No reining in grammar
To the editor:
Dorothy van den Honert's columns are always a source of stimulation, especially her most one of July 29 ("Talking grammar, and a little Trump.") Her concern about the spelling of the word "judg(e)ment" puts her squarely in the camp of those who believe English spelling should be phonetic, and English grammar should be regular. She thus joins such luminaries as Benjamin Franklin, Noah Webster and Theodore Roosevelt.
There have been some successes. Americans have omitted the French "u" in such words as "honor" or "valor." But by and large we retain many spelling oddities: all those "ght" spellings, as in "light," and "right." The attempts to pronounce such words phonetically would be frightful.
Unfortunately for the regularization camp, language in general, and English in particular, resisted such ordering since Caxton started setting type in 1476. He ended the phonetic spelling of English by, ironically, regularizing it while the pronunciations were still changing. Even now we in American drink tea ("tee") instead of tea ("tay"). Before Caxton, one could spell a word just as it sounded to the person. The result was a wide range of spellings, depending upon what dialect of English one spoke, and probably on one's hearing.

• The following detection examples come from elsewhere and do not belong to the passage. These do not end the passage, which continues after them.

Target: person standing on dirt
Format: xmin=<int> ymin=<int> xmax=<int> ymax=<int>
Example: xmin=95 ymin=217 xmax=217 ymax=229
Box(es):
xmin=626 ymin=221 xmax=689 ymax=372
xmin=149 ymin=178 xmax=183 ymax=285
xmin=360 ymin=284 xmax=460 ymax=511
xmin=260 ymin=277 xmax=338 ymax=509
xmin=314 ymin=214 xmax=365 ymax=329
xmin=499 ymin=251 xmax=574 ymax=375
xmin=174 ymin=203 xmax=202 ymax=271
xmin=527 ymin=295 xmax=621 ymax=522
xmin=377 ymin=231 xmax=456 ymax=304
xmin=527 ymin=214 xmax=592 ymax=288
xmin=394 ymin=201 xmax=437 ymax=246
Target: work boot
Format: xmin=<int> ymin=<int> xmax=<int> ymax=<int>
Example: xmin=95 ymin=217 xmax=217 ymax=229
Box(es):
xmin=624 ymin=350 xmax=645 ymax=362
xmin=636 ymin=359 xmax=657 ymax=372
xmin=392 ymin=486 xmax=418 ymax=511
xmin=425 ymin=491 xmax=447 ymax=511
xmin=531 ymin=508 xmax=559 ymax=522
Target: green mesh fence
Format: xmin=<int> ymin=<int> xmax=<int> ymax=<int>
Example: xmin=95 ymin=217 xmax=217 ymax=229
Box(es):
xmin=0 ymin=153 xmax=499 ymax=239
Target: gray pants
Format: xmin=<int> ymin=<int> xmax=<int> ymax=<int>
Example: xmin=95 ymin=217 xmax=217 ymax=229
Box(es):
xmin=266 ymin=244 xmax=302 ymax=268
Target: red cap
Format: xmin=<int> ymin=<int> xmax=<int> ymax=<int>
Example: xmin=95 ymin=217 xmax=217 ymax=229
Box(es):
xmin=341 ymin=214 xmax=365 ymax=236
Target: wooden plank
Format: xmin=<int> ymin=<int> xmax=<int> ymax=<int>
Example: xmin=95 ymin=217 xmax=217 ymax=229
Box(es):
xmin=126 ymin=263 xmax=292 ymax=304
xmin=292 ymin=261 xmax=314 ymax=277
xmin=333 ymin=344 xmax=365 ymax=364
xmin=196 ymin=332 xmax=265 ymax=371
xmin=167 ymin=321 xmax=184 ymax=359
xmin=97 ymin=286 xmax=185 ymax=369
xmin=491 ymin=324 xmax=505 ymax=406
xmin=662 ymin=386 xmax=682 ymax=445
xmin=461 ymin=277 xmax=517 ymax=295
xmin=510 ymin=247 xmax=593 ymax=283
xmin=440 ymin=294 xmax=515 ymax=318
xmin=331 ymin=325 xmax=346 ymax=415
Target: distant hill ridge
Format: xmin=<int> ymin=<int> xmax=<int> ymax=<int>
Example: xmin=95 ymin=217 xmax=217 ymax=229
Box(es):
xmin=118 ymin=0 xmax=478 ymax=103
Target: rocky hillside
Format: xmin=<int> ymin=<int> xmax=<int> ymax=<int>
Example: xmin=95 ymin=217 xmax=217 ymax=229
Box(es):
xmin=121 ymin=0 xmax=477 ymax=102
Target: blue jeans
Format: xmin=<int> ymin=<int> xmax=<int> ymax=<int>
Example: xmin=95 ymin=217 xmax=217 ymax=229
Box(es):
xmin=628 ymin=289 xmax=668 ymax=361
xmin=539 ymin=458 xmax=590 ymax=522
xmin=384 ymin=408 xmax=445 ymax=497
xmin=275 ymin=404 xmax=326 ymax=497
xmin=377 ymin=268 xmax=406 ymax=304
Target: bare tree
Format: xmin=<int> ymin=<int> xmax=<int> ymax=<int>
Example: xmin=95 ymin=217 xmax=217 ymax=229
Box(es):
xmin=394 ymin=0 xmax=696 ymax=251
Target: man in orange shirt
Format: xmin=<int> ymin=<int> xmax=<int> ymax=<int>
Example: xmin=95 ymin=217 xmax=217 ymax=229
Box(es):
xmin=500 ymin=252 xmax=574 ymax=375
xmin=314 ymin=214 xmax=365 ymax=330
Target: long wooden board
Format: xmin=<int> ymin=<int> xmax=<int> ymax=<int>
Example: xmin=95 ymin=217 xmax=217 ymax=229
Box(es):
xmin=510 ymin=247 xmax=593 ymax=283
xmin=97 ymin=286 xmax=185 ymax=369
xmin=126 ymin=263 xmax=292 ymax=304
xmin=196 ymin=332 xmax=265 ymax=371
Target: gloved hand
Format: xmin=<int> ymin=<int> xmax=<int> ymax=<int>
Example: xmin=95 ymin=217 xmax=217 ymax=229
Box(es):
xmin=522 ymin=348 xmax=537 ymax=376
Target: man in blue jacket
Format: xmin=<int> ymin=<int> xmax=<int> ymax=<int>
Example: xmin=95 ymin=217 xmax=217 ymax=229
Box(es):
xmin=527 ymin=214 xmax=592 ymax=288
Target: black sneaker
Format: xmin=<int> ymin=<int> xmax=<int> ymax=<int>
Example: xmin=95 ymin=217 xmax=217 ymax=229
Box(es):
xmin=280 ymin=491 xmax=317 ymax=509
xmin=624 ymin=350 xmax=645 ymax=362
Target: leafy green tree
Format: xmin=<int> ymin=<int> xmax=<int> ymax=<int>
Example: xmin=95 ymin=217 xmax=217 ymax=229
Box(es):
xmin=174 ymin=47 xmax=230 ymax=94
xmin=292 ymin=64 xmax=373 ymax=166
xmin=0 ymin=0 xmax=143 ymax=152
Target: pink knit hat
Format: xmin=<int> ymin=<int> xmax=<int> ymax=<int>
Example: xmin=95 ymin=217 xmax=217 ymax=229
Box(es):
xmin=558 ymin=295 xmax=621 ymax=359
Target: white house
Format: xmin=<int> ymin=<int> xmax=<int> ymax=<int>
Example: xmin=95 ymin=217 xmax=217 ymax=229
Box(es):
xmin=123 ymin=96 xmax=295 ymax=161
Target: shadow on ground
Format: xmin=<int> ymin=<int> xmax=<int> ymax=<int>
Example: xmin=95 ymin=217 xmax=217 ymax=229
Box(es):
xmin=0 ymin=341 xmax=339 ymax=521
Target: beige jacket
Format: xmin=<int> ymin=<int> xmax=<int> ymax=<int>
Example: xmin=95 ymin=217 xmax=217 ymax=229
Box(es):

Samuel Johnson, the "Great Lexicographer," spelled the word "Judgment" in The Dictionary of the English Language (1755). The Oxford English Dictionary provides both spellings. The consensus among usage experts is that Americans tend to prefer the spelling without the "e" and the British prefer the spelling with the "e."
English grammar can be equally arbitrary. We all believe that the subject and the predicate of a sentence should agree in number: plural subjects with plural predicates, and singular subjects with singular predicates. At least I think that I am correct in asserting this fact, aren't I? Wait a minute. I just put a plural verb ("are") with a singular subject ("I"), and have not violated accepted English usage. Rationally I should return to the contraction of "am not" popular in the past. But Mrs. van den Honert may object to my use of "ain't."
As hard as we try, we cannot force grammar to follow prescriptive rules. But that is the beauty of language: it allows for infinite variety and subtle shades of expression. We would all be much poorer if we had to reject the imagery of the final two lines in Wallace Stevens' "Anecdote of the Jar":
"It did not give of bird or bush
Like nothing else in Tennessee."
There are ways to describe English grammar accurately, but the straightjacket of prescriptive grammar is both stultifying and futile.